Одним ангелом меньше - Рябинина Татьяна (читать книги онлайн полностью txt) 📗
Вчера утром на Невском кто-то тронул меня за плечо. Стас Цветков, собственной персоной. Постаревший, потасканный. Облезлая бородка, красные глаза, животик. Сколько мы не виделись, лет пять, шесть? Не меньше. Неужели и ко мне время так беспощадно?
— Привет, Черепах! — Надо же, еще помнит мое прозвище.
— Привет, Стас. Как дела? Где работаешь?
— Да в газетках разных понемногу. То там, то здесь. Не приходилось читать?

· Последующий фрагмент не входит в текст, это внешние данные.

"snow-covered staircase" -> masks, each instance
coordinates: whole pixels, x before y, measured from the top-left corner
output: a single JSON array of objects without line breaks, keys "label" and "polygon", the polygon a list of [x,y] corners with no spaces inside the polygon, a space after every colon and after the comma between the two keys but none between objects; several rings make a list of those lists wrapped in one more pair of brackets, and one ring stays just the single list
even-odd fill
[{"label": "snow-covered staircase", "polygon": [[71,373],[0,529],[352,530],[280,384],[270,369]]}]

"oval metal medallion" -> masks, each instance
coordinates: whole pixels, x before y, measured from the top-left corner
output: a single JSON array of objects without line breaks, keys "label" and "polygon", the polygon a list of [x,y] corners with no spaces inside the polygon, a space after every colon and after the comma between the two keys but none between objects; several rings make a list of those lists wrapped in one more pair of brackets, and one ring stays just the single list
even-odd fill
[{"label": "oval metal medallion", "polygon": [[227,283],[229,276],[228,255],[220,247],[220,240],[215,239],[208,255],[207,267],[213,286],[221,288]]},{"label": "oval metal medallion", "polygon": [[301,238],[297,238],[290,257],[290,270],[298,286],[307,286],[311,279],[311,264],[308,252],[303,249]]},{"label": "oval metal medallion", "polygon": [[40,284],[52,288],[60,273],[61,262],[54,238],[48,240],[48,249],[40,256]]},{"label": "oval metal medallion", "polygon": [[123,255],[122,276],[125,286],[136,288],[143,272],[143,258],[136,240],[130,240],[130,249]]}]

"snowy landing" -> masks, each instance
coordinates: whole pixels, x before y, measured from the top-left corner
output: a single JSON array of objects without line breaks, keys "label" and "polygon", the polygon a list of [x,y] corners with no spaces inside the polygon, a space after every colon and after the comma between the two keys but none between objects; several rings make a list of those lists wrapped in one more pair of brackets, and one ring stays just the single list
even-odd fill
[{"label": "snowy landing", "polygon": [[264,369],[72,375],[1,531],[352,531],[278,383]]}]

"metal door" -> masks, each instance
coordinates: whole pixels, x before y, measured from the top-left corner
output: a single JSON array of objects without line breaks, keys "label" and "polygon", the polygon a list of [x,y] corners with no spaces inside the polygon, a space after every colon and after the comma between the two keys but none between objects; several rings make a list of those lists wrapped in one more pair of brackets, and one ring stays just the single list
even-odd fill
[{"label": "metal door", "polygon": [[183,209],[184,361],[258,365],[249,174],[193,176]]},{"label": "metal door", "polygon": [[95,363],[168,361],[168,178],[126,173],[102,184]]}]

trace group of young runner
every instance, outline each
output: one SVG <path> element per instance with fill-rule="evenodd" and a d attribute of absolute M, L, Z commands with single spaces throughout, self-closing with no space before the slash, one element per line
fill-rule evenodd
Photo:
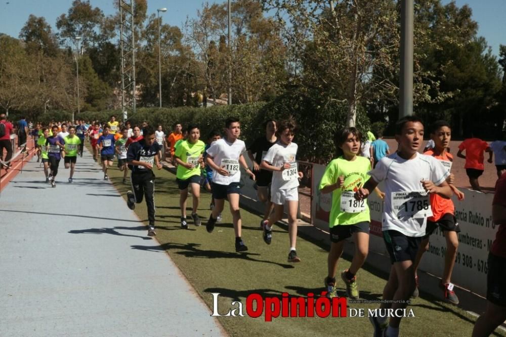
<path fill-rule="evenodd" d="M 328 296 L 336 294 L 335 274 L 345 240 L 352 238 L 355 251 L 349 268 L 341 273 L 348 297 L 359 297 L 357 274 L 368 253 L 370 217 L 366 199 L 373 191 L 384 199 L 382 227 L 392 267 L 383 291 L 383 309 L 404 309 L 411 297 L 418 296 L 416 268 L 427 250 L 429 237 L 440 227 L 448 248 L 440 286 L 445 301 L 457 304 L 458 299 L 451 283 L 451 271 L 458 247 L 459 231 L 450 199 L 463 194 L 453 185 L 450 172 L 453 158 L 446 148 L 451 138 L 449 125 L 435 122 L 430 130 L 433 149 L 420 154 L 425 129 L 415 116 L 405 117 L 396 124 L 397 151 L 386 155 L 371 168 L 371 161 L 359 156 L 364 139 L 353 128 L 339 131 L 335 137 L 337 158 L 327 166 L 318 188 L 332 193 L 329 225 L 331 242 L 327 260 L 328 274 L 324 283 Z M 384 194 L 377 190 L 384 183 Z M 397 336 L 401 319 L 370 317 L 375 336 Z"/>

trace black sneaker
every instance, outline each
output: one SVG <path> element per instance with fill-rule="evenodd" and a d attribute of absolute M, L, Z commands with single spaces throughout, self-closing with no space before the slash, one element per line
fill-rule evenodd
<path fill-rule="evenodd" d="M 135 195 L 132 191 L 126 192 L 126 205 L 132 210 L 135 209 Z"/>
<path fill-rule="evenodd" d="M 205 224 L 205 229 L 207 231 L 208 233 L 212 233 L 213 231 L 215 229 L 215 224 L 216 223 L 216 219 L 213 219 L 213 215 L 209 216 L 209 220 L 207 220 L 207 223 Z"/>
<path fill-rule="evenodd" d="M 297 256 L 297 252 L 295 250 L 290 250 L 288 255 L 288 262 L 300 262 L 301 259 Z"/>
<path fill-rule="evenodd" d="M 191 215 L 191 217 L 193 219 L 193 224 L 198 227 L 200 226 L 200 218 L 198 217 L 198 215 L 193 213 Z"/>
<path fill-rule="evenodd" d="M 244 244 L 242 240 L 235 241 L 236 251 L 246 251 L 248 250 L 248 246 Z"/>
<path fill-rule="evenodd" d="M 387 328 L 388 327 L 388 320 L 386 320 L 383 323 L 381 323 L 376 317 L 371 316 L 369 317 L 369 320 L 370 321 L 371 324 L 372 324 L 372 326 L 374 329 L 374 332 L 372 335 L 374 337 L 383 337 L 384 336 L 385 333 L 387 331 Z"/>
<path fill-rule="evenodd" d="M 184 217 L 181 217 L 181 228 L 183 229 L 188 229 L 188 224 L 186 222 L 186 218 Z"/>
<path fill-rule="evenodd" d="M 271 228 L 270 230 L 267 230 L 267 228 L 264 226 L 264 242 L 267 244 L 270 244 L 271 241 L 272 241 L 272 229 Z"/>

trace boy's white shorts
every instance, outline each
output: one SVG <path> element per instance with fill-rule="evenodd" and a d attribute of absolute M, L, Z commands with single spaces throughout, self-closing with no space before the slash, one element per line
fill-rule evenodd
<path fill-rule="evenodd" d="M 299 187 L 271 191 L 271 201 L 276 205 L 284 205 L 286 201 L 299 201 Z"/>

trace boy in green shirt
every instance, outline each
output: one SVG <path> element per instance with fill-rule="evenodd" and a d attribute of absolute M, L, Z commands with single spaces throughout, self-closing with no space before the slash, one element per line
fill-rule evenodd
<path fill-rule="evenodd" d="M 40 130 L 42 134 L 37 141 L 37 147 L 40 154 L 42 164 L 44 165 L 44 176 L 46 177 L 46 182 L 49 182 L 49 157 L 48 156 L 48 148 L 46 146 L 46 141 L 49 138 L 49 129 L 43 128 Z"/>
<path fill-rule="evenodd" d="M 361 134 L 355 128 L 346 128 L 337 132 L 335 142 L 338 158 L 327 165 L 318 187 L 322 193 L 332 192 L 328 221 L 331 244 L 327 259 L 328 274 L 324 281 L 329 298 L 337 296 L 335 276 L 345 240 L 353 237 L 355 243 L 351 265 L 341 273 L 347 295 L 354 300 L 359 296 L 356 275 L 369 252 L 369 206 L 366 201 L 357 200 L 354 197 L 355 191 L 369 178 L 367 173 L 371 170 L 369 159 L 357 155 L 362 139 Z"/>
<path fill-rule="evenodd" d="M 188 185 L 191 185 L 193 196 L 193 210 L 191 216 L 195 226 L 200 226 L 200 219 L 197 215 L 198 201 L 200 197 L 200 168 L 203 166 L 202 153 L 205 144 L 199 140 L 200 130 L 191 124 L 188 125 L 188 139 L 181 142 L 176 147 L 174 156 L 178 164 L 176 180 L 179 187 L 179 205 L 181 208 L 181 228 L 187 229 L 186 222 L 186 199 Z"/>
<path fill-rule="evenodd" d="M 126 174 L 128 173 L 128 166 L 126 165 L 126 147 L 125 144 L 128 140 L 128 129 L 125 127 L 121 129 L 121 138 L 114 143 L 114 150 L 118 156 L 118 168 L 119 171 L 123 171 L 123 183 L 126 183 Z"/>

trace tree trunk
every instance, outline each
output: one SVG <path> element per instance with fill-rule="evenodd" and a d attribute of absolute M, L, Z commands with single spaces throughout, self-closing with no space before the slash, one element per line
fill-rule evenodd
<path fill-rule="evenodd" d="M 355 127 L 357 117 L 357 64 L 355 60 L 350 72 L 350 82 L 348 88 L 347 101 L 348 111 L 346 117 L 346 126 L 348 128 Z"/>

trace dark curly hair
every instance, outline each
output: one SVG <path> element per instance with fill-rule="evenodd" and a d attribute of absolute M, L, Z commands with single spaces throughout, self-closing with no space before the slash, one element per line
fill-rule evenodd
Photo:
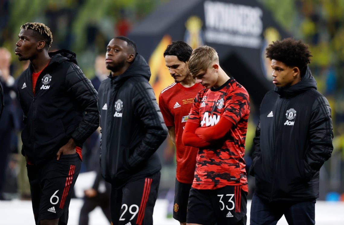
<path fill-rule="evenodd" d="M 266 48 L 266 55 L 267 58 L 281 62 L 287 66 L 296 66 L 300 71 L 304 70 L 313 56 L 307 45 L 291 38 L 272 42 Z"/>
<path fill-rule="evenodd" d="M 190 58 L 192 49 L 189 45 L 182 41 L 172 42 L 164 52 L 164 57 L 166 55 L 175 55 L 179 61 L 186 62 Z"/>
<path fill-rule="evenodd" d="M 21 29 L 25 29 L 27 30 L 32 30 L 36 32 L 37 36 L 36 39 L 40 40 L 43 39 L 47 44 L 44 47 L 47 48 L 48 50 L 50 48 L 52 43 L 53 43 L 53 35 L 50 31 L 50 29 L 45 24 L 41 23 L 26 23 L 21 25 Z"/>

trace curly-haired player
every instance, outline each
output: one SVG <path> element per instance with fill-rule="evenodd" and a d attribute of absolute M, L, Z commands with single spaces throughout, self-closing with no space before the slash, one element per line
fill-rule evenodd
<path fill-rule="evenodd" d="M 75 53 L 48 53 L 49 28 L 28 23 L 20 29 L 15 54 L 30 61 L 18 80 L 25 125 L 22 154 L 35 220 L 37 225 L 66 224 L 83 143 L 99 125 L 98 95 Z"/>
<path fill-rule="evenodd" d="M 255 177 L 250 224 L 314 224 L 319 171 L 331 156 L 331 109 L 316 90 L 301 41 L 287 38 L 266 49 L 272 82 L 260 105 L 250 174 Z"/>

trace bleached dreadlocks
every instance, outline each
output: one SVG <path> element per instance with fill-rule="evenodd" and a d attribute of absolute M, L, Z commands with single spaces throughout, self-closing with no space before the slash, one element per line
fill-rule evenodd
<path fill-rule="evenodd" d="M 50 29 L 44 24 L 41 23 L 26 23 L 20 27 L 21 29 L 28 29 L 36 31 L 37 35 L 40 34 L 41 38 L 47 44 L 46 46 L 48 50 L 50 47 L 53 43 L 53 35 L 50 31 Z M 39 37 L 37 37 L 38 38 Z"/>

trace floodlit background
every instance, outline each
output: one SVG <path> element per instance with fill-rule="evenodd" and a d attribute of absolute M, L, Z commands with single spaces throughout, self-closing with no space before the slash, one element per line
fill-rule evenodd
<path fill-rule="evenodd" d="M 221 13 L 235 13 L 230 11 L 234 6 L 241 7 L 244 11 L 240 12 L 249 12 L 254 19 L 233 22 L 234 17 L 224 17 L 216 20 Z M 104 61 L 97 62 L 105 56 L 110 40 L 127 36 L 136 42 L 139 53 L 149 64 L 150 82 L 157 96 L 173 82 L 162 55 L 172 41 L 185 41 L 194 48 L 204 44 L 215 47 L 227 74 L 247 87 L 251 98 L 246 143 L 248 168 L 259 100 L 273 87 L 265 48 L 271 41 L 288 36 L 302 40 L 309 45 L 313 55 L 309 66 L 318 90 L 331 105 L 334 134 L 332 157 L 320 172 L 317 224 L 326 221 L 328 224 L 344 224 L 341 214 L 344 211 L 344 1 L 0 0 L 0 47 L 11 54 L 10 77 L 5 79 L 0 75 L 0 82 L 8 88 L 6 115 L 0 120 L 0 158 L 3 160 L 1 165 L 5 176 L 0 181 L 3 185 L 0 224 L 30 220 L 33 223 L 25 160 L 20 154 L 22 112 L 13 86 L 28 66 L 25 62 L 19 61 L 14 49 L 20 26 L 29 22 L 49 26 L 53 35 L 51 51 L 66 49 L 75 52 L 79 66 L 91 80 L 96 74 L 108 73 L 104 69 Z M 2 53 L 0 63 L 4 62 Z M 90 185 L 87 181 L 92 180 L 89 172 L 96 169 L 98 137 L 95 134 L 84 145 L 82 172 L 71 203 L 68 224 L 77 224 L 83 190 Z M 158 150 L 163 168 L 154 212 L 157 225 L 178 224 L 170 218 L 175 175 L 174 151 L 168 138 Z M 254 178 L 249 176 L 248 180 L 249 199 Z M 106 220 L 101 220 L 105 218 L 99 209 L 90 215 L 90 225 L 106 224 Z M 278 224 L 286 224 L 281 221 Z"/>

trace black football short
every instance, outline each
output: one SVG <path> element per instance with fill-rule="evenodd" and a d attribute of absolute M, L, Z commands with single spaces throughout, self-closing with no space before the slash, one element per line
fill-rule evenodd
<path fill-rule="evenodd" d="M 160 171 L 129 181 L 120 188 L 111 188 L 110 211 L 112 224 L 153 224 L 153 212 L 158 197 Z"/>
<path fill-rule="evenodd" d="M 240 186 L 190 190 L 186 222 L 209 225 L 246 224 L 247 192 Z"/>
<path fill-rule="evenodd" d="M 77 153 L 62 155 L 41 166 L 27 164 L 32 208 L 36 224 L 43 219 L 60 218 L 66 224 L 73 188 L 79 175 L 81 160 Z"/>
<path fill-rule="evenodd" d="M 181 223 L 186 222 L 186 212 L 189 194 L 192 184 L 181 183 L 175 179 L 173 217 Z"/>

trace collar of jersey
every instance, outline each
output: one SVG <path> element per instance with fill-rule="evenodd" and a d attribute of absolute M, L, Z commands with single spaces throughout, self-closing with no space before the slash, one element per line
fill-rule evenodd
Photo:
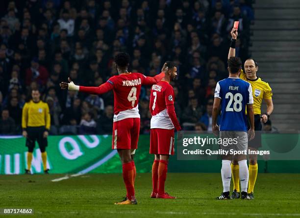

Ага, значит, «Дракула в лифте» или как там? — это действительно его работа! А не хотите ли взять у Дракулы интервью? Вот бы он узнал, с кем сейчас разговаривает!
— Как твои «среды»?
— Как всегда — по средам. Приходи. Хоть сегодня. Буду рад. Надеюсь, помнишь: входной билет — пузырь и закуска.
— Помню. Обязательно приду. Пока!
Мы распрощались и разбежались. Разумеется, мое обещание прийти было чистой формальностью. До того ли мне было! Но когда стало ясно, что и десятый день пропал даром, ноги сами привели меня к «Маяковской».
Второй этаж, дверь, как и прежде, не заперта. Ничегошеньки за эти годы не изменилось. Дым коромыслом, гул голосов. Тусовка! Все слоняются из комнаты в комнату, пьют, говорят одновременно. Когда-то мне это нравилось, а сейчас кажется глупым и нелепым.
Стас взял у меня банку паштета и бутылку кагора, протянул взамен чистый бокал и подтолкнул в гостиную.
— Знакомимся самостоятельно. Тем более половину этой саранчи я и сам не знаю.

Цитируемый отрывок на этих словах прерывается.